На платиновой ромбовидной подушечке, что геометрическими вершинками покоилась на широком золотом ложе в окружении двенадцати бриллиантовых осколков, гордо и ярко сверкал четвертькаратный благородный камень…
Две красивые молодые женщины и их спутник, весело переговариваясь, голосовали легковушкам у стен Кунсткамеры.
У них все было хорошо.
Глава 4
Джейн Болтон как зеркало международного шпионажа и несомненных успехов в работе советской разведки
Главное, что она вынесла из всего курса спецподготовки, который проходила в шикарном и мрачном Эшли-Хаузе, огромном замке на западе Шотландии, укладывалось в два небольших афоризма: «Никто не знает, каким должен быть успешный разведчик» и «Разведка – это искусство».
Особо выдающимися или оригинальными они не кажутся. Но Джейн гордилась не формулировками, а собственно процессом, гордилась обретением жизненного багажа, позволившим проявиться ее таланту к четким оценкам, высшей формой которых стали эти два коротеньких замечания. Речь идет о той череде памятных событий и случайных открытий, которая была известна только ей и доступ к которой был исключительным и единственным – через ее феноменальную память.
Открытие первое. Оно пришлось на погожий летний день, на время субботней семейной прогулки. Джейн – совсем еще маленькая девочка, дожидавшаяся своего пятого дня рождения. Дедушка – высокий, усатый, седой сэр Огастес Глазго-Фаррагут. Мама, тогда еще живая и веселая, красивая и добрая, как фея, – Кэролайн Болтон, урожденная леди Глазго-Фаррагут. И Элиас – старейший и заслуженный производитель дедовской конюшни, вороной, гривастый, как хиппи, крупнобрюхий пони.
Дедушка и мама идут впереди, неторопливо разговаривая, держат в руках разобранные надвое красные кожаные поводья. Элиас, следуя в поводу, важно и осторожно, то и дело встряхивая густой гривой, несет на себе маленькую Джейн.
Холодный ветер с моря, волнующий вересковые поля, и припекающее лицо августовское солнце. Они остановились у самого края высокого утеса, отвесно уходящего в сторону моря. Бескрайняя, глухо рокочущая стихия лежала внизу, перемешивая в беге волн темный индиго и все оттенки остывающей стали, крем и кипень бурунов с безвольной зеленью морской травы и кроваво-красными локонами водорослей.
Мама вскинула руки, и рассыпавшийся букет полевых цветов, подхваченный бризом, жертвенно планировал к бурлящему внизу прибою. Мама смеялась, дедушка скупо улыбался в усы.
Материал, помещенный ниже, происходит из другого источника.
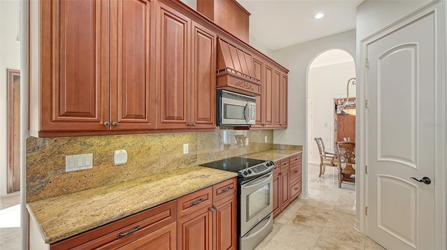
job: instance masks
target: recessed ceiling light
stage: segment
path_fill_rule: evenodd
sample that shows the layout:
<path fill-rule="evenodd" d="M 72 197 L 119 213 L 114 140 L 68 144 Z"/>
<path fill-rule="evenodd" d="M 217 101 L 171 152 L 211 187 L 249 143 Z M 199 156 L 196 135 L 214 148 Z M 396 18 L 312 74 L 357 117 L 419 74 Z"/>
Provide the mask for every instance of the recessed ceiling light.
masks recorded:
<path fill-rule="evenodd" d="M 321 17 L 324 17 L 324 14 L 323 13 L 317 13 L 316 15 L 315 15 L 314 18 L 315 19 L 320 19 Z"/>

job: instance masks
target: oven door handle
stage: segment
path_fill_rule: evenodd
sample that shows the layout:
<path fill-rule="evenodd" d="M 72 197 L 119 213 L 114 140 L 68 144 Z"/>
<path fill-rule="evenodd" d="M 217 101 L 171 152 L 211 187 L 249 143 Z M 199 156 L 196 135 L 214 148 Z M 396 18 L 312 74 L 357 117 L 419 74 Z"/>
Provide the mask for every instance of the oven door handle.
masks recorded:
<path fill-rule="evenodd" d="M 269 226 L 270 223 L 272 223 L 272 222 L 270 221 L 272 220 L 273 214 L 270 214 L 265 218 L 264 218 L 262 221 L 259 221 L 258 225 L 251 228 L 251 230 L 250 230 L 244 237 L 245 237 L 245 239 L 249 239 L 256 237 L 258 234 L 263 233 L 265 228 Z"/>
<path fill-rule="evenodd" d="M 244 119 L 245 119 L 245 122 L 247 124 L 250 122 L 250 106 L 249 106 L 249 103 L 247 103 L 247 104 L 245 105 L 245 108 L 244 108 Z"/>
<path fill-rule="evenodd" d="M 263 176 L 261 177 L 259 177 L 258 179 L 256 179 L 251 182 L 249 182 L 244 184 L 243 184 L 242 186 L 242 189 L 249 189 L 249 188 L 252 188 L 255 186 L 258 185 L 261 183 L 269 183 L 270 182 L 270 180 L 269 179 L 270 179 L 272 177 L 272 172 L 270 172 L 268 175 L 265 175 L 265 176 Z M 249 184 L 249 185 L 247 185 L 247 184 Z"/>

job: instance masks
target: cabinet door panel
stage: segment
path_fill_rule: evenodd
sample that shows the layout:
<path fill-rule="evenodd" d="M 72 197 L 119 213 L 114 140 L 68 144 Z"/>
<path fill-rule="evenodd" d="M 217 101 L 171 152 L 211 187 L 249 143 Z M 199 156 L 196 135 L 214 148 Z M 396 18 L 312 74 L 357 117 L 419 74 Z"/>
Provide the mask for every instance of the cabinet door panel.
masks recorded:
<path fill-rule="evenodd" d="M 273 217 L 275 218 L 281 213 L 281 178 L 279 162 L 275 163 L 275 170 L 273 170 Z"/>
<path fill-rule="evenodd" d="M 289 168 L 281 169 L 281 209 L 288 205 L 290 197 Z"/>
<path fill-rule="evenodd" d="M 193 22 L 191 122 L 216 126 L 216 34 Z"/>
<path fill-rule="evenodd" d="M 213 245 L 217 250 L 236 249 L 236 194 L 213 203 Z"/>
<path fill-rule="evenodd" d="M 108 8 L 41 2 L 41 131 L 108 129 Z"/>
<path fill-rule="evenodd" d="M 190 114 L 190 22 L 177 11 L 157 3 L 157 128 L 187 128 Z"/>
<path fill-rule="evenodd" d="M 281 73 L 276 70 L 273 71 L 273 93 L 274 93 L 274 102 L 273 105 L 273 116 L 274 116 L 274 126 L 275 127 L 281 126 Z"/>
<path fill-rule="evenodd" d="M 253 65 L 254 66 L 255 75 L 256 78 L 261 80 L 261 96 L 256 96 L 256 117 L 255 125 L 252 125 L 252 128 L 263 128 L 264 126 L 264 98 L 263 96 L 266 94 L 265 92 L 265 82 L 263 77 L 264 63 L 256 57 L 253 57 Z"/>
<path fill-rule="evenodd" d="M 142 236 L 118 249 L 175 250 L 176 249 L 175 226 L 175 222 L 172 223 L 155 232 Z"/>
<path fill-rule="evenodd" d="M 287 128 L 287 74 L 284 73 L 281 75 L 281 126 Z"/>
<path fill-rule="evenodd" d="M 268 64 L 265 64 L 265 81 L 263 88 L 265 89 L 265 94 L 263 93 L 263 99 L 264 101 L 264 126 L 265 127 L 273 126 L 274 110 L 275 107 L 274 89 L 273 84 L 273 68 Z"/>
<path fill-rule="evenodd" d="M 177 249 L 211 249 L 211 212 L 210 207 L 201 209 L 177 222 Z"/>
<path fill-rule="evenodd" d="M 112 129 L 155 127 L 153 7 L 150 1 L 110 3 Z"/>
– В странное время мы живем, Кэролайн.
– Почему же – странное? Солнце, вереск, море. Твоя дочь, моя дочь – все, как и тысячи лет назад, только вот, – она звонко рассмеялась, погладила конскую морду, – Элиас здесь получается лишний. Но он же не обидится на меня, правда, Джейн? – и она заговорщицки подмигнула.